Dear @alecw, We have started working on your issue recently. During the work, we reproduced your bug and analyzed the .vcf file that you used during validation and subsequent conversion to the .bcf format. We would like to clarify the order of calling the utilities of GATK, which you used to get the final .vcf file. If we correctly understood, you called HaplotypeCaller (see the documentetion here: https://software.broadinstitute.org/gatk/documentation/tooldocs/current/org_broadinstitute_hellbender_tools_walkers_haplotypecaller_HaplotypeCaller.php) to get the file into the .g.vcf format. After that, you call the utility VariantFiltration(see the documentation here: https://software.broadinstitute.org/gatk/documentation/tooldocs/current/org_broadinstitute_hellbender_tools_walkers_filters_VariantFiltration.php) to filter variant calls based on INFO and FORMAT annotations. After that, your original .g.vcf file was converted to .vcf format. This transformation, unfortunately, is not valid at the moment. As a result, you get a file in the .vcf format, which contains the attributes of the .g.vcf file.
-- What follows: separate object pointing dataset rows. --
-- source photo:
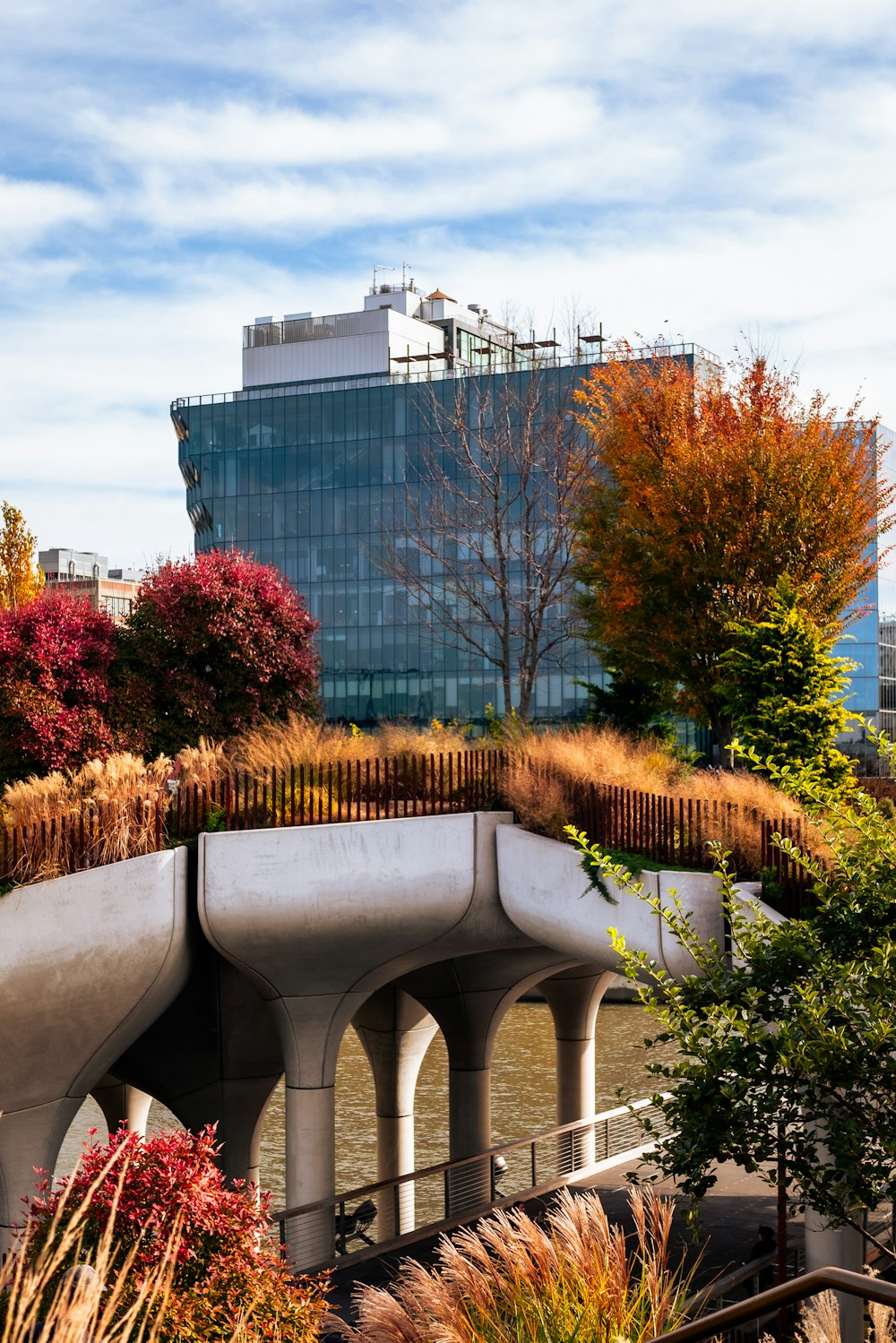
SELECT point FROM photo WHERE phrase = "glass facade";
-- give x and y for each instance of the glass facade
(871, 635)
(309, 477)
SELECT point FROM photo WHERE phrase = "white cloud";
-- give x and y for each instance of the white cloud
(31, 210)
(169, 171)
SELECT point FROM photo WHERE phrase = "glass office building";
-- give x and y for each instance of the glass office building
(306, 465)
(306, 468)
(871, 635)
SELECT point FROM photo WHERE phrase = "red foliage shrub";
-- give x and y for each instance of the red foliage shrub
(56, 654)
(226, 1273)
(214, 645)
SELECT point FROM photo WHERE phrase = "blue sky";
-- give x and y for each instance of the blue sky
(726, 172)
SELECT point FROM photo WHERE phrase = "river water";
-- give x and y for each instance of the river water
(522, 1093)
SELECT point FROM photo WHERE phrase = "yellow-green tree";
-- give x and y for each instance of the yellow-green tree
(21, 579)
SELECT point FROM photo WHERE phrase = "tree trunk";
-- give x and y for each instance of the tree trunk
(723, 731)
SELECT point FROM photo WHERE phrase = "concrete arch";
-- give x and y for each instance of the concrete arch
(303, 928)
(70, 1001)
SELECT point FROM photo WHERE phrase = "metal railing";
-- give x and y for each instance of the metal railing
(720, 1324)
(460, 371)
(375, 1218)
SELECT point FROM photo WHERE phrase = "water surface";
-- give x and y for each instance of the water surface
(522, 1095)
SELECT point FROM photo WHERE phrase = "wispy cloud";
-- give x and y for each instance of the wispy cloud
(171, 169)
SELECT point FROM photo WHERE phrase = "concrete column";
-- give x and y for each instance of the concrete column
(573, 998)
(311, 1173)
(311, 1031)
(30, 1141)
(121, 1104)
(837, 1246)
(470, 1132)
(395, 1031)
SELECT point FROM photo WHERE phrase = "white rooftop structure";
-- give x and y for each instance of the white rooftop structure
(400, 330)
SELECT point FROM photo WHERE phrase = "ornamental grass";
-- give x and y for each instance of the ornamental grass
(120, 1256)
(552, 767)
(120, 807)
(512, 1278)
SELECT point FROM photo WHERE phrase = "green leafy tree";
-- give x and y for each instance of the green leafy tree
(632, 702)
(783, 686)
(793, 1038)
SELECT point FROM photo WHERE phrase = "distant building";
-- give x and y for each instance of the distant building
(306, 466)
(85, 573)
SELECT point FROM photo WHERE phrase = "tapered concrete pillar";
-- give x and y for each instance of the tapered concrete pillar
(573, 998)
(121, 1104)
(470, 1132)
(311, 1030)
(30, 1143)
(86, 962)
(395, 1033)
(319, 917)
(311, 1166)
(469, 997)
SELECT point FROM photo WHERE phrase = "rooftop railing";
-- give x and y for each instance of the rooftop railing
(521, 363)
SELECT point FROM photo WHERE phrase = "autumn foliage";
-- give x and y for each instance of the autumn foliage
(21, 579)
(702, 490)
(164, 1195)
(212, 646)
(56, 659)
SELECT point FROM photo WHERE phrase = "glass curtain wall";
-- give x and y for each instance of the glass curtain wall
(311, 481)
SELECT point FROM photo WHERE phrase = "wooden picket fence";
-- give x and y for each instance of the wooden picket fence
(662, 829)
(676, 831)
In general, according to the documentation of the gatk: “GVCF stands for Genomic VCF. A VCF is a form of VCF (see the spec documentation here: https://gatkforums.broadinstitute.org/gatk/discussion/4017/what-is-agvcf-and-how-is-it-different-from-a-regular-vcf ), but a Genomic VCF contains extra information ”. As a result, due to the fact that ValidateVariants checks only fields and attributes corresponding to the .vcf file, your file is validated and an error occurs only at the conversion stage.

Dear @lbergelson @davidbenjamin, As a possible solution we suggest to add extra validation at least by extension to the ValidateVariants class of GATK (link to the Github: https://github.com/broadinstitute/gatk/blob/master/src/main/java/org/broadinstitute/hellbender/tools/walkers/variantutils/ValidateVariants.java). This can prevent errors like the one that occurred in this issue.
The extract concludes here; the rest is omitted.